Se comió el lüfer simplemente asado, con un limón exprimido y el pan que había comprado en el panadero libio de vuelta del hammam. Yashim echó los restos por la ventana para los perros, preparó un cazo de té y se retiró a su diván, con la lámpara de petróleo y una novela francesa que le había prestado un amigo de palacio. Le gustaba Balzac. Saboreaba la luz que éste empleaba para iluminar el corazón secreto de París, una ciudad que a menudo había visitado en su imaginación, con todo su engaño y codicia.
Abrió el libro y alisó las páginas. A medida que la brisa de la noche fluía hacia la ciudad, oyó que el edificio crujía al enfriarse, aflojando sus junturas de madera, centímetro a centímetro. Abajo, en la calle, un perro empezó a ladrar, ronca, profundamente, varias veces; entonces desde una ventana protestaron y el perro se calló. Yashim alargó una mano para coger el chal que descansaba a su lado, sobre el diván, y se envolvió los hombros con él. La lámpara proyectaba un constante óvalo de luz amarilla alrededor de las brillantes páginas de su libro. Bajó la cabeza y empezó a leer.
Leyó las primeras líneas rápidamente, con avidez. Ya les había echado una ojeada antes, saboreando la promesa de rostros nuevos y nombres no familiares, así como la aparentemente despreocupada frase inicial a la que Balzac había prestado tanta consideración a fin de crear entre él y su lector aquel sentido de agradable complicidad. Pero cuando llegó al final del párrafo, descubrió que no recordaba nada.
Se rascó el muslo y contempló la página con aire ausente. Al igual que el propio viejo edificio, parecía que le costaba asentarse. Extraños crujidos y detonaciones seguían resonando en las tablas; las escaleras crujían. Había estado leyendo demasiado deprisa.
¿Qué significaba, se preguntó, no recordar nada? Como Giorgos; pensando en otra cosa, pensando en la Hetira, tal vez. Digiriendo los golpes a su orgullo, tratando de aclarar su actitud hacia el miedo.
Yashim, también, estaba pensando en la Hetira. Malakian había reconocido el nombre. Se trataba de algo griego, dijo.
Yashim se frotó los ojos con el pulgar y el índice. Estaba dejándose llevar más de la cuenta por ese asunto.
¿No había hecho ya todo lo que podía por Giorgos? Llevarle comida. Comprobar su estado, como debía hacer un amigo. La muerte de Goulandris era espantosa, sin duda. Pero no era asunto suyo.
Apretó su mano contra el libro, y miró fijamente la primera página, mientras seguía escuchando el sonido de la madera caliente al crujir cuando se encogía por el frío de la noche.
Pensó en el sultán. Desvaneciéndose como la luz. Habían transcurrido meses desde que fuera convocado a palacio. Y Giorgos, o Goulandris… ¿Eran simplemente víctimas de la misma intriga? Como un crujido de las vigas, cuando la luz del sol menguaba.
Yashim levantó la cabeza de pronto y escuchó. Aquel crujido procedente de las escaleras, fuera, había sonado inusualmente fuerte. Pero todo estaba tranquilo. Y entonces oyó, claramente, un suave chirrido que parecía proceder de cerca de su puerta.

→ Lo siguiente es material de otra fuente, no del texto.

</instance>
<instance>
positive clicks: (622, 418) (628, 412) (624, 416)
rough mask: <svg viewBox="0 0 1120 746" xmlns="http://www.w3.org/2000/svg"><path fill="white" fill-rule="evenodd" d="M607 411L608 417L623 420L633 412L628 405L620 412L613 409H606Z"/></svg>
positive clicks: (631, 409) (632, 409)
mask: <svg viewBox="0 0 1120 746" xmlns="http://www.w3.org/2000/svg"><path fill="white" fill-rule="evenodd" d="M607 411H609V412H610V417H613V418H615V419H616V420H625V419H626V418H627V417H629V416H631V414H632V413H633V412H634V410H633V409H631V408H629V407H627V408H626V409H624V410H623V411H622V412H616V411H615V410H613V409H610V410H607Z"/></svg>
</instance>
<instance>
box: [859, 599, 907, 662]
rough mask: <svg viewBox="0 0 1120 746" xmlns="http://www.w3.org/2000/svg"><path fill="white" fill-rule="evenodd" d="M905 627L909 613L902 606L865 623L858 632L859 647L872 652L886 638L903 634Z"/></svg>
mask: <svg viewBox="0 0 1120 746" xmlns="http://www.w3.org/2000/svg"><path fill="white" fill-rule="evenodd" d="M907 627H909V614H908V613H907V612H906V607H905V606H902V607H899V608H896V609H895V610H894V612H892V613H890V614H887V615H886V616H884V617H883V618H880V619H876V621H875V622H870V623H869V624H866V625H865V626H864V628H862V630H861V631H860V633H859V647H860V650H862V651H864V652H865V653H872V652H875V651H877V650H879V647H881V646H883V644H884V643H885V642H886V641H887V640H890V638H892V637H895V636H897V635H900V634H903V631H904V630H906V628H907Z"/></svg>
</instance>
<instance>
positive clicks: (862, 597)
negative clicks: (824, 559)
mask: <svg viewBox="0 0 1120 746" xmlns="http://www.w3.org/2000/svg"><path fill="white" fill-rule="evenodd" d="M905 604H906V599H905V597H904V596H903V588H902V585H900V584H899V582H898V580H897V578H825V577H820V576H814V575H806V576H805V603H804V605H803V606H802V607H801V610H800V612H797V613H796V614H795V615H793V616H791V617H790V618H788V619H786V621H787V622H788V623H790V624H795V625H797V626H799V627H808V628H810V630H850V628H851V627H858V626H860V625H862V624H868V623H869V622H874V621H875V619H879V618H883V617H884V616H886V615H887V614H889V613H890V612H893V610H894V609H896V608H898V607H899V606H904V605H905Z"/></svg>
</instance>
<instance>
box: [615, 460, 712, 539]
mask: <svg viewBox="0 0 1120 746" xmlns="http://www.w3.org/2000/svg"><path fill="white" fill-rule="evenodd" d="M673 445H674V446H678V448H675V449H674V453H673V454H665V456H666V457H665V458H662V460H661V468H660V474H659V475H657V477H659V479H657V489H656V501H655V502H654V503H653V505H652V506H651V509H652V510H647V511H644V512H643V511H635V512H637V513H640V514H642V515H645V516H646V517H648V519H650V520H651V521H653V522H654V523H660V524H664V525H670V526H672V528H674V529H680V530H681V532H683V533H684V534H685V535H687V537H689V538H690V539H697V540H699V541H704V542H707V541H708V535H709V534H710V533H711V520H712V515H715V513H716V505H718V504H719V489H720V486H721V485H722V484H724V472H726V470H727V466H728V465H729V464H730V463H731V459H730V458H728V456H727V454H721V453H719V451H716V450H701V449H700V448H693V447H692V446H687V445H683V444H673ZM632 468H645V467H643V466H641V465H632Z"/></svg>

Yashim se quitó el chal de los hombros con la mano izquierda y lo envolvió rápidamente en torno de su puño. Su otra mano se cerró sobre un cuchillo que descansaba en la estantería, una sencilla herramienta de hoja recta que a veces usaba para cortar tabaco. Lentamente se deslizó del diván y se puso de pie, tensando las piernas.

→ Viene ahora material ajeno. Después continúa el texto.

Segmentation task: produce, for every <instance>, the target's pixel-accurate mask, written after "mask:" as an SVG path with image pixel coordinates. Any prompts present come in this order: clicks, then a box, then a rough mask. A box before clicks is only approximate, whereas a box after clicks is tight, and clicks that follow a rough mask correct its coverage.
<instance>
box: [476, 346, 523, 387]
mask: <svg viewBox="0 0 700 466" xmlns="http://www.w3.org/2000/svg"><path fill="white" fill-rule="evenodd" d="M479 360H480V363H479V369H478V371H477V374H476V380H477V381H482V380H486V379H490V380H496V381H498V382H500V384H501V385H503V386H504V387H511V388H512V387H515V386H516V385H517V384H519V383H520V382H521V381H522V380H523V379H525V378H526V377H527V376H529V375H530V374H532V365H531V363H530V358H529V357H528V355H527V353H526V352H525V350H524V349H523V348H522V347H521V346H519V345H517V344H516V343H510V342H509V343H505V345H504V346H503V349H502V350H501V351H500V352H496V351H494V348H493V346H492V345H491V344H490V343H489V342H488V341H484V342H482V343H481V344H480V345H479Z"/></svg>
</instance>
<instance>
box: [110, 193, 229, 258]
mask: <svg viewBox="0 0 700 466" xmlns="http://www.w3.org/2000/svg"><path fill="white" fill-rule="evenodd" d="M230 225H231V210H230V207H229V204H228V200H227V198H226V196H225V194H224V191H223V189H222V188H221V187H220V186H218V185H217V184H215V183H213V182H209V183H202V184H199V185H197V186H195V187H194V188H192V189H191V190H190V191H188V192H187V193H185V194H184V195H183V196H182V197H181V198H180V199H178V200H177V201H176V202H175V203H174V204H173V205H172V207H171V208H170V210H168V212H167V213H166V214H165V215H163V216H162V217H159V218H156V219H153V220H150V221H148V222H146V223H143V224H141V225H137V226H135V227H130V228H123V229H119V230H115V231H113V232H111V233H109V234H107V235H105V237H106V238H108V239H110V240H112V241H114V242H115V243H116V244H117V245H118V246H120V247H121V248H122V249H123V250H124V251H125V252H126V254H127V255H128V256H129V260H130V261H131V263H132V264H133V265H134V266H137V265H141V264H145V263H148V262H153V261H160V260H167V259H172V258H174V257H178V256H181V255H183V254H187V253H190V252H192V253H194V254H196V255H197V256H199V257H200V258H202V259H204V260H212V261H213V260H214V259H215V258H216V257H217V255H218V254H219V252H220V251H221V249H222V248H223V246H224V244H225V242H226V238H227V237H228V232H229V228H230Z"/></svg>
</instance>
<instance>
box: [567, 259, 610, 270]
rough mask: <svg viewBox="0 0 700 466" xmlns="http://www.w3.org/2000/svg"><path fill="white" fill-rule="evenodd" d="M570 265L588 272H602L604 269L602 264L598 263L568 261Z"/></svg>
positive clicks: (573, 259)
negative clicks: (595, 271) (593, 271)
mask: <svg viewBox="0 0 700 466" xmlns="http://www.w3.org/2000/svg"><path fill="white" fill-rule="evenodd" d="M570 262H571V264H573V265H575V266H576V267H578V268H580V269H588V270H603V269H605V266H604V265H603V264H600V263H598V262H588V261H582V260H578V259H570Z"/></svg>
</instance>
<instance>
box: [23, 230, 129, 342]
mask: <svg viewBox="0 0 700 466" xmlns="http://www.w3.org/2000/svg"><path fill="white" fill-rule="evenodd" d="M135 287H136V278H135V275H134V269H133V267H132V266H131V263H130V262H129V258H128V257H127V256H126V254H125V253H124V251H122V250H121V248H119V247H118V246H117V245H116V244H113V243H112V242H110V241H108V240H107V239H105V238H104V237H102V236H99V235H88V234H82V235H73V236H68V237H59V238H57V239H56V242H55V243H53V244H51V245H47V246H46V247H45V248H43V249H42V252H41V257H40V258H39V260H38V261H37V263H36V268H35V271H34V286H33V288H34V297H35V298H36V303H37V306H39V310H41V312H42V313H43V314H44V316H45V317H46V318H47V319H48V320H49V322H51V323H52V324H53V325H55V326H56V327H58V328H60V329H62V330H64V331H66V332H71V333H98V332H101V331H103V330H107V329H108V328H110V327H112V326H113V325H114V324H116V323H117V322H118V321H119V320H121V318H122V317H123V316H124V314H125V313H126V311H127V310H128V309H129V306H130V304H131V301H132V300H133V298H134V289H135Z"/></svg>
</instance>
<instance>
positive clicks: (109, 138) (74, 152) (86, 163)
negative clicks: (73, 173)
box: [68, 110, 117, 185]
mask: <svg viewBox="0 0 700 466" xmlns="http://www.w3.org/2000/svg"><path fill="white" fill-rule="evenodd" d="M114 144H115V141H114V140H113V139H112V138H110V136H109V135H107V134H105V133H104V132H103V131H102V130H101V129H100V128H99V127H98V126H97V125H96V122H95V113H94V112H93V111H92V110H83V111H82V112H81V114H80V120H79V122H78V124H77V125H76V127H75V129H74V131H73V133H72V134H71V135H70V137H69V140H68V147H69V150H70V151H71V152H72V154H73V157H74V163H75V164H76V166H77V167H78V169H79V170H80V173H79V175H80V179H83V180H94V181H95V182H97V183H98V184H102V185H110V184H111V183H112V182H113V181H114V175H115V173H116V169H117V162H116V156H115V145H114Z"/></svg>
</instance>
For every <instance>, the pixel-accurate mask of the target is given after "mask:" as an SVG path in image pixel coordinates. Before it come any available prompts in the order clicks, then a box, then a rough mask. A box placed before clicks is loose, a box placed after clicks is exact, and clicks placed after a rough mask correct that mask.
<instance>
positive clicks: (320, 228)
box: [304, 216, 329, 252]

Mientras hacía eso, se oyó un arañazo en la puerta. Yashim avanzó, cogió el pomo con su mano izquierda y tiró de él, deslizándose detrás de la puerta mientras ésta se abría de par en par.
Por un momento, no ocurrió nada. Yashim frotó su pulgar contra la empuñadura del cuchillo y enderezó su espalda contra la pared, mirando de soslayo. Oyó un gemido que sonó casi como una súplica, y un hombre entró tambaleándose por el umbral, arrastrando una maleta de piel tras de sí.